RFC: Egg cache fro self-contained buildout

Problem ======= For (stage and production) deployment purposed, we, ZC, use RPMs. It's considered good hygene to produce source RPMs as well as binary RPMS. This led me to create zc.sourcerelease, which automates creation of self-contained source tar balls, that, among other benefits, provide input for making source RPMs, which feed into a process for creating binary RPMs. We're moving toward a continuous deployment pipeline, where binaries are produced early in the development cycle and tested in a controlled environment that matches production. It no-longer (never did actually) makes sense to produce source RPMs that could be deployed in alternate (untested) environments. In general, our existing build process is grotesquely slow: - we run a buildout to produce a source release. - we run it again to build a source (and binary) rpm from the source release. Both of these run in such a way that all of the eggs have to be rebuilt. (But sources don't have to be downloaded.) We'd like to move toward a model where we construct a build environment for each controlled deployment environment. In this build environment, we never want to build a given distribution more than once. We need to produce application binaries that are self contained. Buildout allows you to use a shared eggs directory. This can greatly speed buildouts, because already-built distributions can be found and used locally. However, buildouts that use shared eggs directories aren't self contained. They depend on the shared eggs directory. I'd like to be able to reuse previously-built eggs, but have eggs installed in my local buildout, so it's self contained. Proposal: egg-cache =================== If egg-cache is set to a directory, then when buildout builds an egg, it will copy it to the egg cache. When looking for distributions, it will look in the egg cache and, if it finds a matching egg there, it will copy the egg to the buildout eggs directory. The end result will be that an egg cache will have the same economy as the current shared eggs directory, as far as building is concerned, but it won't have the disk-space saving of a shared eggs directiory. It will lead to buildouts that are self contained (at least wrt eggs) and that can be copied to a deployment environment directly. Thoughts? Jim -- Jim Fulton http://www.linkedin.com/in/jimfulton

Sounds like a nice feature. I like having copies of everything (and nothing extra) for each deployment. On Mon, May 13, 2013 at 3:08 PM, Jim Fulton <jim@zope.com> wrote:
Problem =======
For (stage and production) deployment purposed, we, ZC, use RPMs. It's considered good hygene to produce source RPMs as well as binary RPMS. This led me to create zc.sourcerelease, which automates creation of self-contained source tar balls, that, among other benefits, provide input for making source RPMs, which feed into a process for creating binary RPMs.
We're moving toward a continuous deployment pipeline, where binaries are produced early in the development cycle and tested in a controlled environment that matches production. It no-longer (never did actually) makes sense to produce source RPMs that could be deployed in alternate (untested) environments.

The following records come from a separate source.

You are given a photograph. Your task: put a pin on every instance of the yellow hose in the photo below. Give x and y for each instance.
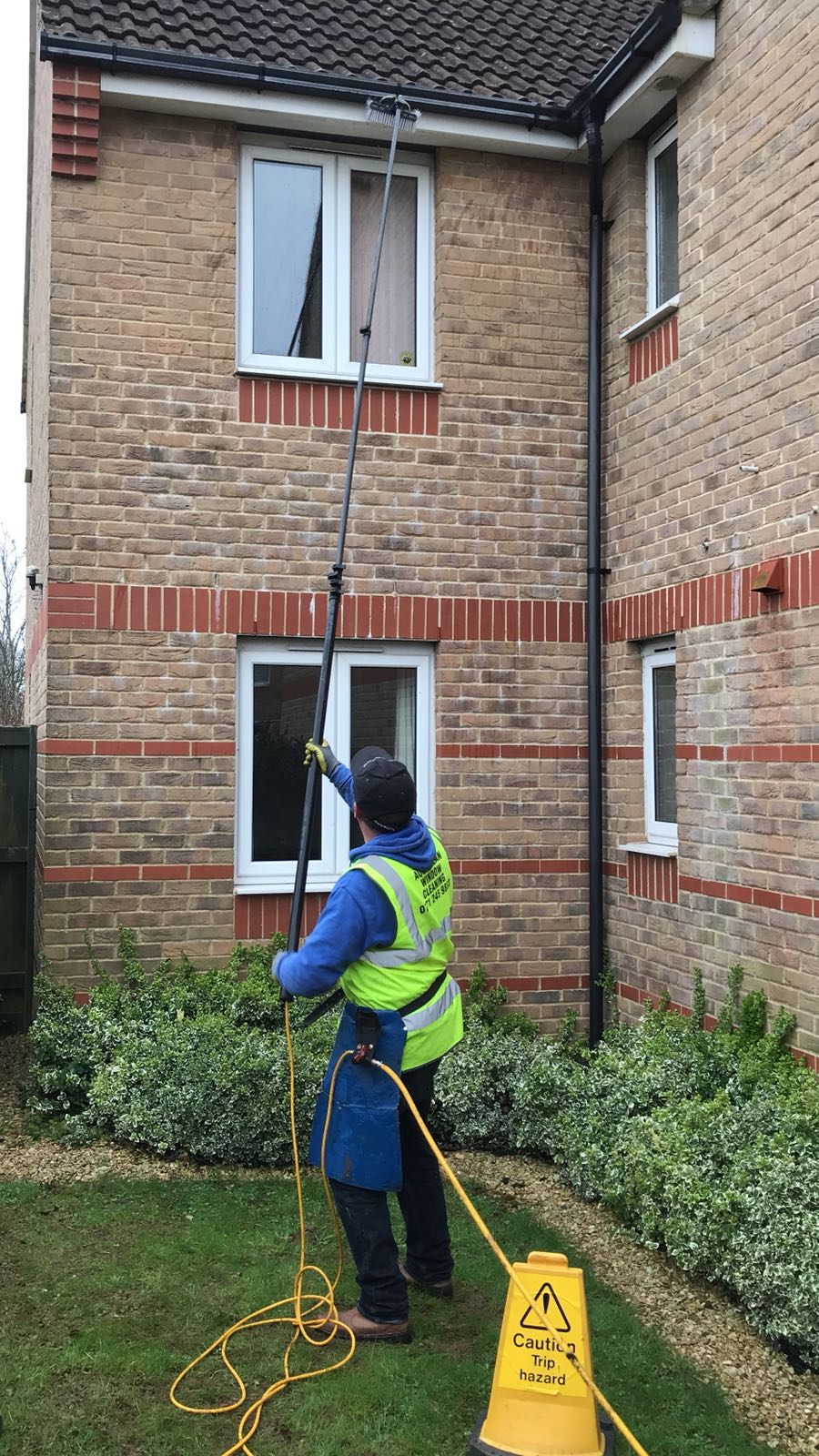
(312, 1321)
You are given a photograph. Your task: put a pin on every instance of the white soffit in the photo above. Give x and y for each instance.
(329, 118)
(683, 55)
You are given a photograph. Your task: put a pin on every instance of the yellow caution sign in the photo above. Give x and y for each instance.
(540, 1404)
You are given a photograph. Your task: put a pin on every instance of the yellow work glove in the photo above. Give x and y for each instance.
(322, 753)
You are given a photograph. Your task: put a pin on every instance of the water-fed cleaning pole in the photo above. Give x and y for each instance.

In general, our existing build process is grotesquely slow:
- we run a buildout to produce a source release.
- we run it again to build a source (and binary) rpm from the source release.
Both of these run in such a way that all of the eggs have to be rebuilt. (But sources don't have to be downloaded.)

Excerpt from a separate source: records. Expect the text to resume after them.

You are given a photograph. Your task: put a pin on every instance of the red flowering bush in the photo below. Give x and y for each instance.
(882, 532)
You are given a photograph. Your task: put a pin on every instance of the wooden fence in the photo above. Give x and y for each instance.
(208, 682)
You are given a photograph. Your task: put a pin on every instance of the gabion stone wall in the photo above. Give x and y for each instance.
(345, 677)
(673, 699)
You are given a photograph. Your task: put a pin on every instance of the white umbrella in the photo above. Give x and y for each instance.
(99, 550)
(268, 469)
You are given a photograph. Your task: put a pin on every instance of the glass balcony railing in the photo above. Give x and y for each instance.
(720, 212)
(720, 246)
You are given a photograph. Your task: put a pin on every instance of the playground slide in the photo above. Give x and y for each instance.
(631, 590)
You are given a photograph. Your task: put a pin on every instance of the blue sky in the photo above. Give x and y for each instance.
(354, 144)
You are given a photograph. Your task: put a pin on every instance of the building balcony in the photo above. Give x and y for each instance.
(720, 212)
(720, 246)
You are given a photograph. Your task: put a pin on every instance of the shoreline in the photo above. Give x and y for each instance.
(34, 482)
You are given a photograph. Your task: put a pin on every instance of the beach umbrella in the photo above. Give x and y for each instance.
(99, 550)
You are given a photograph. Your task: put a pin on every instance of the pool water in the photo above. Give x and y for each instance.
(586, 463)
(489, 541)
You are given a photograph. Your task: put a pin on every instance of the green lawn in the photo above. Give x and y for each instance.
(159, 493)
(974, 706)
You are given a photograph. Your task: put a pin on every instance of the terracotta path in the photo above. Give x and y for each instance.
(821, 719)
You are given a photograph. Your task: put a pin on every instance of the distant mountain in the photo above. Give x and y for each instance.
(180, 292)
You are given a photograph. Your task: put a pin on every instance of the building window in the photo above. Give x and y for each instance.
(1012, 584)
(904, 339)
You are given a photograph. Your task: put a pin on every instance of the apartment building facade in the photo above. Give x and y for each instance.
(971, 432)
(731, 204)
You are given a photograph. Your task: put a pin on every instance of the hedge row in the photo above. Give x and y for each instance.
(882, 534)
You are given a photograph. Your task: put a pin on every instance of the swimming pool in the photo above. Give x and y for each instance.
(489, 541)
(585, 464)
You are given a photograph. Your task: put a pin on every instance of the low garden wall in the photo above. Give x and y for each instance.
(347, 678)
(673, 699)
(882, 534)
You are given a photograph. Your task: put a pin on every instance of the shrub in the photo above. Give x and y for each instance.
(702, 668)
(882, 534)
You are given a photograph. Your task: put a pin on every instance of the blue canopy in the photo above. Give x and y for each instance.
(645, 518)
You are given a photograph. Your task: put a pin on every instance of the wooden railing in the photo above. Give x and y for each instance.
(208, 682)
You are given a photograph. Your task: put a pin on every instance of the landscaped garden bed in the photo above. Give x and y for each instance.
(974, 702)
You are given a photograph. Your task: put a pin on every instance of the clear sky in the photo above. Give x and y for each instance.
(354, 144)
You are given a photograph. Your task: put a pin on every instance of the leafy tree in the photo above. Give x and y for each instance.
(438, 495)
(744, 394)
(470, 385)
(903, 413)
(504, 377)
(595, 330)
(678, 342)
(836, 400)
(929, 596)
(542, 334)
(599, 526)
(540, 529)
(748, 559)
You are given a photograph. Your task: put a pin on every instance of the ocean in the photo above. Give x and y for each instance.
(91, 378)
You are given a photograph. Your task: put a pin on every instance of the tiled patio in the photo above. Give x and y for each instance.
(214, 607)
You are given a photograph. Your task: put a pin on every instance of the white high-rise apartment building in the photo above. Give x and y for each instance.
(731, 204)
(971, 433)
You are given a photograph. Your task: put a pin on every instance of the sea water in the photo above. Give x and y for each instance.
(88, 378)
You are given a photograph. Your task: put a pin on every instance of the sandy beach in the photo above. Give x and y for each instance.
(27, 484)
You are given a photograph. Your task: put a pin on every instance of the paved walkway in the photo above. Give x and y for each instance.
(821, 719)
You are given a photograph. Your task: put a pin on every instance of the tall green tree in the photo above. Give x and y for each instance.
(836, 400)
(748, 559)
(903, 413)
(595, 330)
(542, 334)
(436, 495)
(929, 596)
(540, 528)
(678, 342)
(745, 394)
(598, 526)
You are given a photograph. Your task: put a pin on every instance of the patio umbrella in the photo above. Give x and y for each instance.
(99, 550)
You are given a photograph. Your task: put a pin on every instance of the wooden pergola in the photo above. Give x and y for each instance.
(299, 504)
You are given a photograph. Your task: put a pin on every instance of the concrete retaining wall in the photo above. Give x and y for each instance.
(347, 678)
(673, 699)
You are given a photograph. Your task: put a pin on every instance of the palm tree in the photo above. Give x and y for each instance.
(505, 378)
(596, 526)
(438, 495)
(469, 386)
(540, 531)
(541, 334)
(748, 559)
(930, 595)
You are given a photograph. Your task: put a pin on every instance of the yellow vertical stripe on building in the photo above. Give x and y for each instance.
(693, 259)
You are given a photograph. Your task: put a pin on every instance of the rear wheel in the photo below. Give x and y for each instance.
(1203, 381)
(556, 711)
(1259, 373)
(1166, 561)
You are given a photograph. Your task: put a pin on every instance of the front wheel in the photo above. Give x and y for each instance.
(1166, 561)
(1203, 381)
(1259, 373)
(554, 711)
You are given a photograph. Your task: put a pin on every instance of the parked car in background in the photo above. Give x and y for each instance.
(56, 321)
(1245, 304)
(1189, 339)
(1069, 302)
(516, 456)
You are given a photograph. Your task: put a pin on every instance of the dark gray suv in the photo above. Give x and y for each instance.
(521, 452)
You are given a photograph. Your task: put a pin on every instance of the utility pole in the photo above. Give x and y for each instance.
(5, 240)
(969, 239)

We'd like to move toward a model where we construct a build environment for each controlled deployment environment. In this build environment, we never want to build a given distribution more than once. We need to produce application binaries that are self contained.

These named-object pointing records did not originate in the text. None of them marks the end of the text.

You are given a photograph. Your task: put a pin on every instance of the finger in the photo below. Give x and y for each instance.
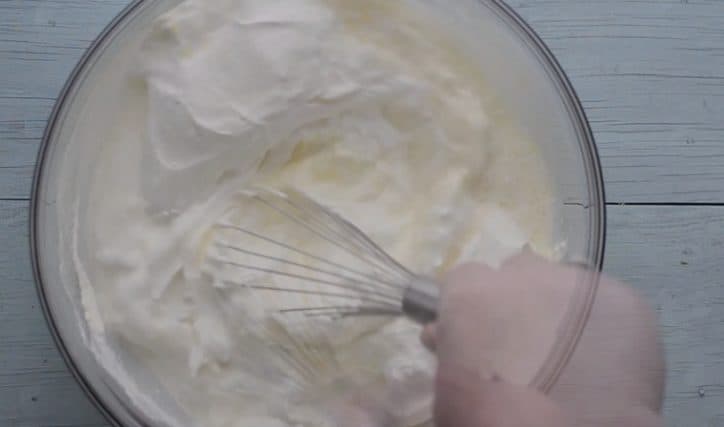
(493, 403)
(429, 336)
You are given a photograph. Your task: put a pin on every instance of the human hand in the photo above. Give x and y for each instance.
(614, 378)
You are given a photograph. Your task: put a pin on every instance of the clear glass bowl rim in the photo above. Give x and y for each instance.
(563, 350)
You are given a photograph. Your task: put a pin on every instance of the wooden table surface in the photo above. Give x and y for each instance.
(650, 74)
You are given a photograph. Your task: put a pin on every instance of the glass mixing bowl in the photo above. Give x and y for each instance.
(511, 55)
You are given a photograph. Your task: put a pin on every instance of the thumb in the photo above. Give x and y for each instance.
(493, 403)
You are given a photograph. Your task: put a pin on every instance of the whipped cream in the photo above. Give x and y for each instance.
(365, 106)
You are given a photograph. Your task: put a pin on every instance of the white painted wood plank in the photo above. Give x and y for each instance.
(673, 255)
(651, 77)
(40, 43)
(36, 388)
(650, 73)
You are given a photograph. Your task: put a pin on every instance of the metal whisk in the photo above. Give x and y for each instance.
(295, 245)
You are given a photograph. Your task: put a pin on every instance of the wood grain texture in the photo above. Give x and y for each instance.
(40, 43)
(650, 74)
(36, 388)
(672, 255)
(651, 77)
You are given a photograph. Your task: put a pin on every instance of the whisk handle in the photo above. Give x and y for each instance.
(420, 300)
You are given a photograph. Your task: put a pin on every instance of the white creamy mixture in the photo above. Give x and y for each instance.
(367, 107)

Buildout allows you to use a shared eggs directory. This can greatly speed buildouts, because already-built distributions can be found and used locally. However, buildouts that use shared eggs directories aren't self contained. They depend on the shared eggs directory. I'd like to be able to reuse previously-built eggs, but have eggs installed in my local buildout, so it's self contained.
Proposal: egg-cache ===================
If egg-cache is set to a directory, then when buildout builds an egg, it will copy it to the egg cache. When looking for distributions, it will look in the egg cache and, if it finds a matching egg there, it will copy the egg to the buildout eggs directory.
The end result will be that an egg cache will have the same economy as the current shared eggs directory, as far as building is concerned, but it won't have the disk-space saving of a shared eggs directiory. It will lead to buildouts that are self contained (at least wrt eggs) and that can be copied to a deployment environment directly.
Thoughts?
Jim
-- Jim Fulton http://www.linkedin.com/in/jimfulton _______________________________________________ Distutils-SIG maillist - Distutils-SIG@python.org http://mail.python.org/mailman/listinfo/distutils-sig

+1 This is potentially useful for Heroku or Google Apps, or anything that requires all your files to exist inside the build area after build time from where it creates the blob that is actually pushed to all the slaves. On Mon, May 13, 2013 at 4:26 PM, Daniel Holth <dholth@gmail.com> wrote:
Sounds like a nice feature. I like having copies of everything (and nothing extra) for each deployment.
On Mon, May 13, 2013 at 3:08 PM, Jim Fulton <jim@zope.com> wrote:
Problem =======
For (stage and production) deployment purposed, we, ZC, use RPMs. It's considered good hygene to produce source RPMs as well as binary RPMS. This led me to create zc.sourcerelease, which automates creation of self-contained source tar balls, that, among other benefits, provide input for making source RPMs, which feed into a process for creating binary RPMs.
We're moving toward a continuous deployment pipeline, where binaries are produced early in the development cycle and tested in a controlled environment that matches production. It no-longer (never did actually) makes sense to produce source RPMs that could be deployed in alternate (untested) environments.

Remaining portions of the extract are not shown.